Many luxury brands are looking at using technologies that enhance their presence in the market. Gucci has been teaming up with Genies, an avatar platform. Users of the technology can dress digital figurines in Gucci’s fashions and send them to friends via WhatsApp, Instagram and Facebook Messenger. In an era where retail has truly become 24/7, this collaboration hits the mark on delivering high fashion to consumers exactly where they are, when they want it and, most importantly, how they want it.
The convergence of gaming and luxury looks set to grow and brands increasingly realise the power of immersing consumers in a digital experience. For instance, in 2019, Louis Vuitton was the first luxury brand to team up with Riot Games and its online video offering League of Legends. The luxury fashion house offered in-game skins and a corresponding capsule collection by a top designer. Louis Vuitton also designed a carrying case for the League of Legends World Championship trophy, known as the Summoner’s Cup.
It is said that unboxing is the new storefront, which will be even more apparent post-pandemic. Social media ‘unboxing’ trends with countless influencer posts dedicated to filming the unpacking of a luxury shopping haul have worked to place additional focus on packaging. This will increasingly play an important role in elevating the luxury e-commerce experience. With affluent consumers increasingly shopping online, creating a delightful, memorable premium unboxing experience will be crucial.
The challenge for luxury brands will be to find the right balance between luxurious packaging and sustainability goals. Worthy, not wasteful will be the new mantra. There will be luxury brands trialling new sustainable materials, digital storytelling around these elements and reimagining of packaging as treasured keepsakes.
So, what’s next?
Younger shoppers will deliver a great deal of growth for luxury goods and will shape how luxury products are bought and sold. These are digital natives, more socially conscious and very active on digital platforms.
It’s not only about online – they just don’t view offline and online shopping as two separate entities. Brands need to consider how to weave new digital experiences into the retail experience and offer a combined, improved purchasing experience, from social media to mobile payments and in-store retail experiences.
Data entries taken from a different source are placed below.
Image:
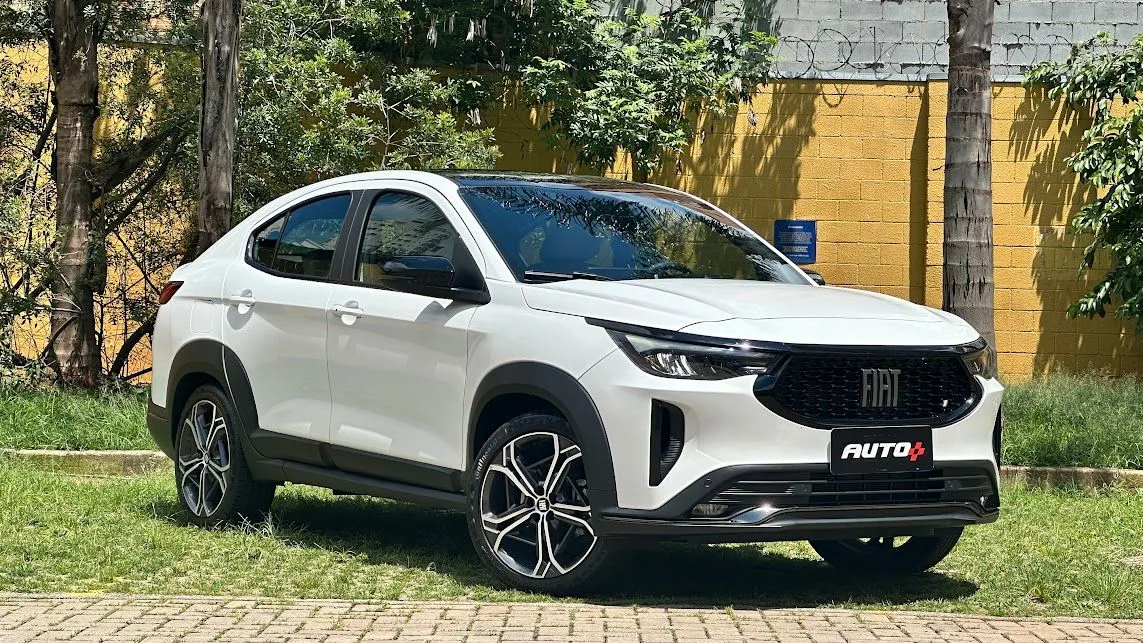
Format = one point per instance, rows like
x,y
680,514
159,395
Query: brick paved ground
x,y
194,618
The opportunity is now. If a brand is more adaptable with a more comprehensive digital offering, powered by data, the cloud, digitised supply chains and enhanced online experiences for customers, those brands will realise these benefits even more when the pandemic has passed, stores are open and footfall returns.
Elliott Jacobs is EMEA commerce consulting director at global customer experinece and commerce agency LiveArea.